Wow... what's next, you will think faster if your head has holes in it? I think that's already been tried years ago, all it does is weaken your antivirus/illness "software" and maybe your "firewall" too so... not really that effective... :D

Mitternacht
05-04-2007, 01:14 PM
Wow... what's next, you will think faster if your head has holes in it?

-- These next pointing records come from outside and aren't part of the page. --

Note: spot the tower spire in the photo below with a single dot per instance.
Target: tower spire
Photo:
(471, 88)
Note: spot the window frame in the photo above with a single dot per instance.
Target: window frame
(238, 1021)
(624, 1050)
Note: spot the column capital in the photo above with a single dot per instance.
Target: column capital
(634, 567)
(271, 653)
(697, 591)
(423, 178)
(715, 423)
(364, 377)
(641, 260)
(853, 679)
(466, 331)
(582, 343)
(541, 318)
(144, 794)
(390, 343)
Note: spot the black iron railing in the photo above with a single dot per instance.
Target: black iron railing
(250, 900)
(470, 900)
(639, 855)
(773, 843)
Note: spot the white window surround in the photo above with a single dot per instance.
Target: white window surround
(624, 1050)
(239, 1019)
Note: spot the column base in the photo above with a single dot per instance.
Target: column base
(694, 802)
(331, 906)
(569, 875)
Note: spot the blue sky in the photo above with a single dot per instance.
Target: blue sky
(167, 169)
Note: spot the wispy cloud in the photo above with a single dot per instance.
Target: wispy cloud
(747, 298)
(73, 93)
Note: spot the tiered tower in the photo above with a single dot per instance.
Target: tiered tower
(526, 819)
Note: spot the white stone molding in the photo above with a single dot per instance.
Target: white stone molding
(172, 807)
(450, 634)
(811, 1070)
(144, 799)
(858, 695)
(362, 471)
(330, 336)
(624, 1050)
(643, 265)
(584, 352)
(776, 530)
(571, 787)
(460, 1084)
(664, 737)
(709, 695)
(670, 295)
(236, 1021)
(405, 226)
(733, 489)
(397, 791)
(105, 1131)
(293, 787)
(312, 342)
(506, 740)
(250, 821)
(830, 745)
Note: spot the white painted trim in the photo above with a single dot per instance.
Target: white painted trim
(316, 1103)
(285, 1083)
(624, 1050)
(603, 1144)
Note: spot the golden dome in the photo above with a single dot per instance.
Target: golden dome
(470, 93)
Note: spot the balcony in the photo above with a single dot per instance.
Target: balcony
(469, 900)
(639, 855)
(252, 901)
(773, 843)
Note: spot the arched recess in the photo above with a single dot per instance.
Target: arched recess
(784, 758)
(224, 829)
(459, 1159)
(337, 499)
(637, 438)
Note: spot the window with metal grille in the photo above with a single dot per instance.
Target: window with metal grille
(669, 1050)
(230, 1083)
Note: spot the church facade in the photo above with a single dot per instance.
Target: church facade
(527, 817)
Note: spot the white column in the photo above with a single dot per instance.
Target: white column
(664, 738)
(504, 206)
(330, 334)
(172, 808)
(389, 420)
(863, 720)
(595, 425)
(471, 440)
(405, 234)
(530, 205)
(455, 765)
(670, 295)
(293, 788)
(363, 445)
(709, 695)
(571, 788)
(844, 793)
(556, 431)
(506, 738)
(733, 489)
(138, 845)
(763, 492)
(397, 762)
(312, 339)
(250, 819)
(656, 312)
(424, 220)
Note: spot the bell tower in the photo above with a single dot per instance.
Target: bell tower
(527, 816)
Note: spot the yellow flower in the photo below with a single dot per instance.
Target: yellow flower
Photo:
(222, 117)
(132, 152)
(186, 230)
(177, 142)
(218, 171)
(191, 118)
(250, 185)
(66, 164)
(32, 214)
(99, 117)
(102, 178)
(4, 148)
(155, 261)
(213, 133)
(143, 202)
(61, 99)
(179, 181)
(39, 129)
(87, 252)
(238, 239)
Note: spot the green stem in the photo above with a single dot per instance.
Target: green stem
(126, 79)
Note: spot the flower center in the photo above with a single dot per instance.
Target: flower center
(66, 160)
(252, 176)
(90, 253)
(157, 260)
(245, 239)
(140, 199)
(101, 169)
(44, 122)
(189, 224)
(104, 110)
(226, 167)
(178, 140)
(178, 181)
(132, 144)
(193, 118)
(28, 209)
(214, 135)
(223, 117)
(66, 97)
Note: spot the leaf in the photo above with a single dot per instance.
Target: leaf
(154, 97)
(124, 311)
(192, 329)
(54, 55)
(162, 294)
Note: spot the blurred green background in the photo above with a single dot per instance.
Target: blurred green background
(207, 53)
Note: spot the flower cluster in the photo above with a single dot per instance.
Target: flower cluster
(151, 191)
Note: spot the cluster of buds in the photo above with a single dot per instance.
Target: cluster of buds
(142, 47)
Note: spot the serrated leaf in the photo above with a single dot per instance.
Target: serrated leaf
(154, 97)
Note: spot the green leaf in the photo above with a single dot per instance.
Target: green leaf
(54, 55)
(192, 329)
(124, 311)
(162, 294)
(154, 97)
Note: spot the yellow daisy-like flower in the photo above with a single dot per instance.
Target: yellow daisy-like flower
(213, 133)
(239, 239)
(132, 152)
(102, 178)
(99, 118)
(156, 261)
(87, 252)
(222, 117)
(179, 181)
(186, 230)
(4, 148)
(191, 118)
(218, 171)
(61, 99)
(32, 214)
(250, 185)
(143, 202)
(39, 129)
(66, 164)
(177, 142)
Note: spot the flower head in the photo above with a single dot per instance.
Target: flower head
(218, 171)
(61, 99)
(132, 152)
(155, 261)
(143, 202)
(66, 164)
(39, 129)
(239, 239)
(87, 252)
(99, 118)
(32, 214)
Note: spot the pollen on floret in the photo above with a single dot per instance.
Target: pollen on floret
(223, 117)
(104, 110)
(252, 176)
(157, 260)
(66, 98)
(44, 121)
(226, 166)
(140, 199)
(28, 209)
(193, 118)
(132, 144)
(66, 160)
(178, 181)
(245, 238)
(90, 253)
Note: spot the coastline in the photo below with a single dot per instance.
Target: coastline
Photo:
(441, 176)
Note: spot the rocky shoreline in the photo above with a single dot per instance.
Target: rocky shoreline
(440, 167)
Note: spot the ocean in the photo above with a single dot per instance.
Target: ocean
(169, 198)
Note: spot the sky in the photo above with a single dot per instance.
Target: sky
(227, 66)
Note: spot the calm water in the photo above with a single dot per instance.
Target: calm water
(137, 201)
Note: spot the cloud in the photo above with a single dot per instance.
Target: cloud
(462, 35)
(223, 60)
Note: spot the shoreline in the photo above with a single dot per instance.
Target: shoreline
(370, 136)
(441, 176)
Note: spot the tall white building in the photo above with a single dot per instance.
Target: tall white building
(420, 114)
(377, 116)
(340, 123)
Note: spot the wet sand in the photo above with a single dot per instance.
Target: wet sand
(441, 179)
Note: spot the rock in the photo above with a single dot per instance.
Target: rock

Bud Dwyer tried that back in 1986. Failed horribly. Atleast there's coins to commemorate his efforts:
http://www.wdmusic.com/images_products/pot_dress_washer_gold_bag_s25439.jpg

XcOM
05-04-2007, 03:17 PM
Wow... what's next, you will think faster if your head has holes in it? I think that's already been tried years ago, all it does is weaken your antivirus/illness "software" and maybe your "firewall" too so... not really that effective... :D



I noticed yesterday that if your going to install Vista on yourself you have better have all the drivers,

Else:
1: you can only see in 8bit @ 300x200
2: Your blader can crash and empty itself without warning
3: you get LAG all the time while trying to walk.

I had to format and re-instsal my bro yesterday with XP Pro

XcOM

xRyokenx
05-04-2007, 03:20 PM
Well, I'm not gonna be upgrading to Vista for a while... I am gonna be getting a new SATA HDD soon, and will burn the stuff I wanna keep to DVD and then do a clean install of Windows, my current HDD sucks canned air (like that makes sense, lol), or in other words, it's dyin' on me, I think... it's either that or the RAM... what would be the cause of my PC to take about five times longer to load up Windows (XP)?